Limitations & Future Work

  1. Resolution Limitation: The patch size of ViT-B/8 is 8×8 with an inference resolution of 224×224, limiting segmentation precision on small objects (performance degrades significantly when patch size increases to 16).
  2. Dense CRF Inference Overhead: The speed drop from 20 FPS to 4 FPS is primarily due to CRF post-processing; an end-to-end trainable alternative to CRF could be considered.
  3. Simultaneous Processing of All Group Images: GPU memory bottlenecks may occur for large groups (truncated to min(24, group size) during training).
  4. Binary Foreground/Background Only: The model cannot distinguish between different co-salient object instances; exploring instance-level CoSOD remains a future research direction.
  • Comparison with DVFDVD indicates that clustering patch descriptors alone is insufficient, and region-level semantic understanding is crucial.

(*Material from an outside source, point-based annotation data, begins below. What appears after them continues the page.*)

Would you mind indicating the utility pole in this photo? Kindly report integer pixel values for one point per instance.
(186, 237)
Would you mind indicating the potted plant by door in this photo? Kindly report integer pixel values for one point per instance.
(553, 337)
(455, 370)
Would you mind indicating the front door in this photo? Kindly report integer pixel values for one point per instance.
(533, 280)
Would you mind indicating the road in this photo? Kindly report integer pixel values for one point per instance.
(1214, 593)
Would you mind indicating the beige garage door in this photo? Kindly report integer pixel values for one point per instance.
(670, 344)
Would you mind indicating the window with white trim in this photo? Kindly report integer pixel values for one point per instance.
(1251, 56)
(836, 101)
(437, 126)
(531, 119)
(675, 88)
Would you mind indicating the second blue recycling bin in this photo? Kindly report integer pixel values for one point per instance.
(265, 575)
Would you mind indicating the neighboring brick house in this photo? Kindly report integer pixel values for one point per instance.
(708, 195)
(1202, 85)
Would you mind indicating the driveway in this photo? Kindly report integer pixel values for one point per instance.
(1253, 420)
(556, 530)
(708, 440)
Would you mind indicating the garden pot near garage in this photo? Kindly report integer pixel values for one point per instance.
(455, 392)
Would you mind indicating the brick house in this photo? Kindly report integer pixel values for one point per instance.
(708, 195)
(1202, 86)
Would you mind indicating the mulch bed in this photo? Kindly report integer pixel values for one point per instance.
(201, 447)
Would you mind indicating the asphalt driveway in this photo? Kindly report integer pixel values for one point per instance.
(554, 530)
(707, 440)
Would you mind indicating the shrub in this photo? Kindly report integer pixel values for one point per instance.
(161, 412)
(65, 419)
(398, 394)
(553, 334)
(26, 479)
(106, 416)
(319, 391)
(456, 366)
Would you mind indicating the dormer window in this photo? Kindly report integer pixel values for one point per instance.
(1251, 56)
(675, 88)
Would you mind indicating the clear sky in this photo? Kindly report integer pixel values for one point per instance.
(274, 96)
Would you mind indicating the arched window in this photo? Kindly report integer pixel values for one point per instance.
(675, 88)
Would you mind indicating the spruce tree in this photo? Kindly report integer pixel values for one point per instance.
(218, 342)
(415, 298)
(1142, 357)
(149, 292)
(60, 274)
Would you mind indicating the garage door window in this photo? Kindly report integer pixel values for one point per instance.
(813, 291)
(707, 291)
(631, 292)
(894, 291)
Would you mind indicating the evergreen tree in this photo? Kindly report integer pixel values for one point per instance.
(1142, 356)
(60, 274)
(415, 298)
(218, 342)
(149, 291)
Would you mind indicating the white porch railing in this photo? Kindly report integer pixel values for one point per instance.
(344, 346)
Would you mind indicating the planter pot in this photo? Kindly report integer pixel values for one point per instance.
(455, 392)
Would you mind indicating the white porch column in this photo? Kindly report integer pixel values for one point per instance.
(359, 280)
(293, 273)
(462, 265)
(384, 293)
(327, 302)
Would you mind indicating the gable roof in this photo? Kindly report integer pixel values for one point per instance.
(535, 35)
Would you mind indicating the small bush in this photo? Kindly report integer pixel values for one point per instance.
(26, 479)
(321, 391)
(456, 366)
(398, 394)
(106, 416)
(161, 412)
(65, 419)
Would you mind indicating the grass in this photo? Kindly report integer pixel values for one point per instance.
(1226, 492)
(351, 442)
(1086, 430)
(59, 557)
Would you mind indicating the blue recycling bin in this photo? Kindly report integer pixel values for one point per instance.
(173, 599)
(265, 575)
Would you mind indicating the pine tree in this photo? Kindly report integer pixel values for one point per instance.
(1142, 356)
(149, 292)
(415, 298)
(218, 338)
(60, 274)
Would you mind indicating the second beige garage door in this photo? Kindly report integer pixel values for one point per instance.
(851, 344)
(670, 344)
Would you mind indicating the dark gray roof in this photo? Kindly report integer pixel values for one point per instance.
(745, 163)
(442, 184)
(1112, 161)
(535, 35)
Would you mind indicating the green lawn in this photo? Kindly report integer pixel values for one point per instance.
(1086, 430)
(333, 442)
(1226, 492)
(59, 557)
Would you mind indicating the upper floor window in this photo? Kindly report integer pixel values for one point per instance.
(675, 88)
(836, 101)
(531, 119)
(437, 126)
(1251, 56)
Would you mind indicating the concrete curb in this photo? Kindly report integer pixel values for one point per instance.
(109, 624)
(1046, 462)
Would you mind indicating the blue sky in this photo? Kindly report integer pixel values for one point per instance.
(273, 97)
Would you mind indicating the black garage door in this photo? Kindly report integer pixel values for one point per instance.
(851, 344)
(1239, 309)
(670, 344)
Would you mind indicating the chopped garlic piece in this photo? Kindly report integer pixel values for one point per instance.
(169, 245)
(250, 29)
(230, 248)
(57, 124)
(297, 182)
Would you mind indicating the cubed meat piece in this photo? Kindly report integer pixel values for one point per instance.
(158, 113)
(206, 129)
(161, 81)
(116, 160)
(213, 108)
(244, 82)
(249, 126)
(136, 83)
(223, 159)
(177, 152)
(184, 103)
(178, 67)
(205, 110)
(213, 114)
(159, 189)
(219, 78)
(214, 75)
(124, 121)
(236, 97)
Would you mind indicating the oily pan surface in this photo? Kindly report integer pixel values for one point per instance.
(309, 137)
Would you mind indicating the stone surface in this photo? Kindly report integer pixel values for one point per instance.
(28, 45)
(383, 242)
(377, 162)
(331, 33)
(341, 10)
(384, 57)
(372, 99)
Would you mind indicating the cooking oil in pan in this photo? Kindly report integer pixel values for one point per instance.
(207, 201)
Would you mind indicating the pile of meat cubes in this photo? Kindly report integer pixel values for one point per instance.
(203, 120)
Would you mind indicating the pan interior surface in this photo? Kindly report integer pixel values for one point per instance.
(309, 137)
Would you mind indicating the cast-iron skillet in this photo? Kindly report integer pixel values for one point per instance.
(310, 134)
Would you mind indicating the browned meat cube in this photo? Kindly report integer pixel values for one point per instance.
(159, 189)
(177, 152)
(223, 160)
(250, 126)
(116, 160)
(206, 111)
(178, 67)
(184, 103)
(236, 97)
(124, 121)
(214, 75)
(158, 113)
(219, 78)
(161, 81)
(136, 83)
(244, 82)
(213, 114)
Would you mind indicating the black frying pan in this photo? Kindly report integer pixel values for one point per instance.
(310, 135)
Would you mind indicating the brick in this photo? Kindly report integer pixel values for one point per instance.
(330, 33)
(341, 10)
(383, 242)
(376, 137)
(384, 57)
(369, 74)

  • Comparison with US-CoSOD suggests that relying on heavy pre-trained components (e.g., SAM, STEGO) is inferior to directly mining representations from the ViT's own features.
  • Insight: The self-attention maps of DINO ViT serve as a free saliency prior, representing a highly reusable signal for various unsupervised vision tasks.

Rating

  • Novelty: ⭐⭐⭐⭐ The two-stage self-supervised CoSOD using multi-scale feature correspondence is a novel solution, with an elegantly designed confidence adaptive threshold.

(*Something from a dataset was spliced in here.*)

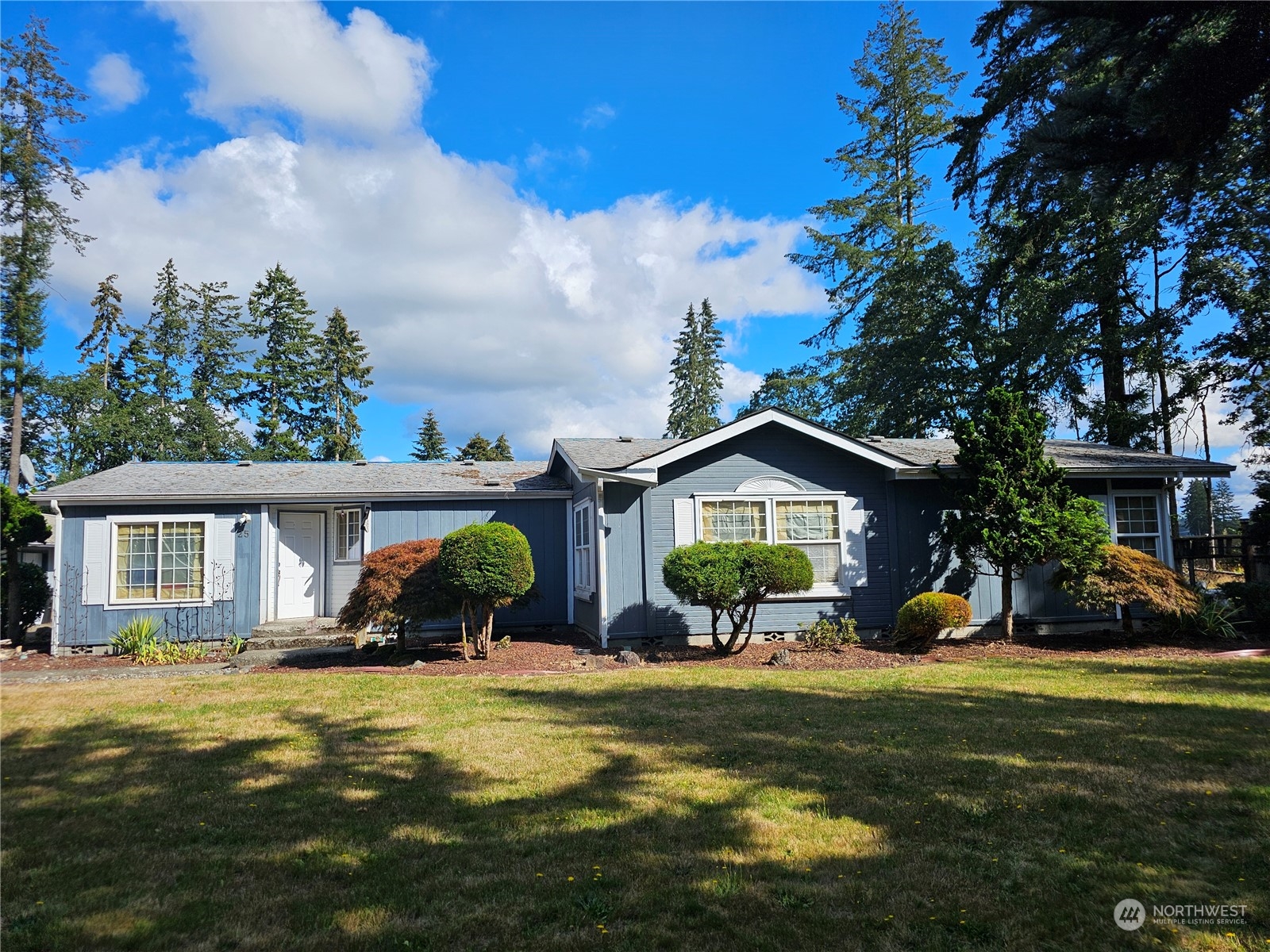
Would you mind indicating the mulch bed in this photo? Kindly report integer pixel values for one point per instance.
(559, 653)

  • Experimental Thoroughness: ⭐⭐⭐⭐⭐ Evaluated on three benchmarks using four metrics, featuring comprehensive ablation studies (components, backbones, datasets, inference speeds) and low-data comparisons with supervised methods.
  • Writing Quality: ⭐⭐⭐⭐ The three-method comparison in Figure 1 intuitively highlights the contributions, and Algorithm 1 clearly outlines the Stage 2 workflow.
  • Value: ⭐⭐⭐⭐ Lightweight model, no annotations required, and outperforming supervised methods, offering strong application value in annotation-scarce scenarios.